Playing escape rooms abroad can be challenging. Here are a few tips to help you enjoy your international puzzling adventures:
The most important thing to keep in mind is language. If you can’t understand the game, you can’t play the game. This should be obvious.
It might be less obvious whether you can play a game in a non-native language. Lisa speaks French, but does she speak French well enough to grasp the nuance of wordplay or riddle? Probably not.
You should email the company before hand to ask if their game is friendly to your language. When we played in Germany, the owner and creator of the game graciously translated everything into English for us.
Translated games can be a bit of a bumpy experience, especially if you’re the first team through in translation. Our host in Germany spoke near perfect English, but mixed up a word or two, which caused a fair amount of confusion for us. (The nuance between “drawer” and “shelf” is a big deal.)
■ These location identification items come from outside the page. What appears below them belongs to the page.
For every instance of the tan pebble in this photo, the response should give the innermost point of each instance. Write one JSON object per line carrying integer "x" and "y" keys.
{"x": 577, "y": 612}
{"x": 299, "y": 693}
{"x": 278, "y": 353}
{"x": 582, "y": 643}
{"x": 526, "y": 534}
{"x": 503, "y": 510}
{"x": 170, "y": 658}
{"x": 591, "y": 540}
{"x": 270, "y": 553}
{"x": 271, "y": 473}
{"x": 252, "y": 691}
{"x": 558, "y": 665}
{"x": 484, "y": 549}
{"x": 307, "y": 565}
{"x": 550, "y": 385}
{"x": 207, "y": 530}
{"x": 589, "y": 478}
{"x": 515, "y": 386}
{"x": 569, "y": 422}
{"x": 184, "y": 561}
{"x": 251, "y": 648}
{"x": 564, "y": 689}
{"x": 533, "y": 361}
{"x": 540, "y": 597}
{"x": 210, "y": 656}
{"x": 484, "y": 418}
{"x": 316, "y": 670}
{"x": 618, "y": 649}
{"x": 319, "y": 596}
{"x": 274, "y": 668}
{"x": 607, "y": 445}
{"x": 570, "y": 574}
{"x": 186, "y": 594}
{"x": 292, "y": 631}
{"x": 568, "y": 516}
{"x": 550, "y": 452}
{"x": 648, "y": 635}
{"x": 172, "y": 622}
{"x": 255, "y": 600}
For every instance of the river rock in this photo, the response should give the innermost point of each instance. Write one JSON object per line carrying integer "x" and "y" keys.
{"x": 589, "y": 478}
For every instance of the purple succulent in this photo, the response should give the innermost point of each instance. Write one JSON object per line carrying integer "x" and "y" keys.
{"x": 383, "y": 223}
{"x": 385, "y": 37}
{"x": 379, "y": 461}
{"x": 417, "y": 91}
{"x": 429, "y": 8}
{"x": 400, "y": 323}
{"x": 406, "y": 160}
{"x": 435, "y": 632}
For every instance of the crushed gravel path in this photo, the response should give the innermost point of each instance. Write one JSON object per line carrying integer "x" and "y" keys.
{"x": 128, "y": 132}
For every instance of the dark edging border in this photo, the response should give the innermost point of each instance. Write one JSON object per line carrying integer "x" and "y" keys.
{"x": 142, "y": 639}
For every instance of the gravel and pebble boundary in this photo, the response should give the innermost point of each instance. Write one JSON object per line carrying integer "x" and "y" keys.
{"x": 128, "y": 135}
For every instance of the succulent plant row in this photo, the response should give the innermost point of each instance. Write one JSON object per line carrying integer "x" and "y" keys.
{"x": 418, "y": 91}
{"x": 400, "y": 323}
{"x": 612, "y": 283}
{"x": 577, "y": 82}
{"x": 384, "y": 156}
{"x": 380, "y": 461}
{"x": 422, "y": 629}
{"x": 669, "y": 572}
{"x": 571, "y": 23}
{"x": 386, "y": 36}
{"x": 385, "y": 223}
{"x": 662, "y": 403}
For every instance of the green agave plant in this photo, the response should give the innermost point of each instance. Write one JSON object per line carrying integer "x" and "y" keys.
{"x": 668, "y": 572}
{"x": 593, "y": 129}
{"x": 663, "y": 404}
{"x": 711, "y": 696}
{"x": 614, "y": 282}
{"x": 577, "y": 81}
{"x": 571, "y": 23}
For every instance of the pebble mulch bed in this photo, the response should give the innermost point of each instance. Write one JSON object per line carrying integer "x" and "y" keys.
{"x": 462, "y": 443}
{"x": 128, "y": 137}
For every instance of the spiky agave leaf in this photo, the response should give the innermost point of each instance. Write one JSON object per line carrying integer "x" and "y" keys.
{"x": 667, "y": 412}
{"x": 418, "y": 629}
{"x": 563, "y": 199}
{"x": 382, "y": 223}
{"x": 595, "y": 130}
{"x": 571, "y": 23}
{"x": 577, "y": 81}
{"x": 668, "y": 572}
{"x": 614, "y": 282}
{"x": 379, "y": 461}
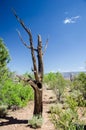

This kind of stuff is only a problem if you get upset about it. Relax.
By my observation, in most countries it is customary that all games are private games.
This is not generally the case in the United States, especially in larger cities. I know this vexes many folks who travel to the States and end up locked in a room with a group of strangers.
If you’re concerned about playing with strangers, ask the company if the game is private. If it isn’t, you can either buy all of the tickets for your time slot or ask the company if you can make a deal to reserve the whole room.
Assumed local knowledge
Be it pop culture or car brands icons, occasionally room escape designers assume that “everyone knows who ____ is” or “everyone knows what ____ is.” And while they may be correct about the local crowd, these references are regularly lost on foreigners.
If you’re staring at something and have no idea what it is, ask.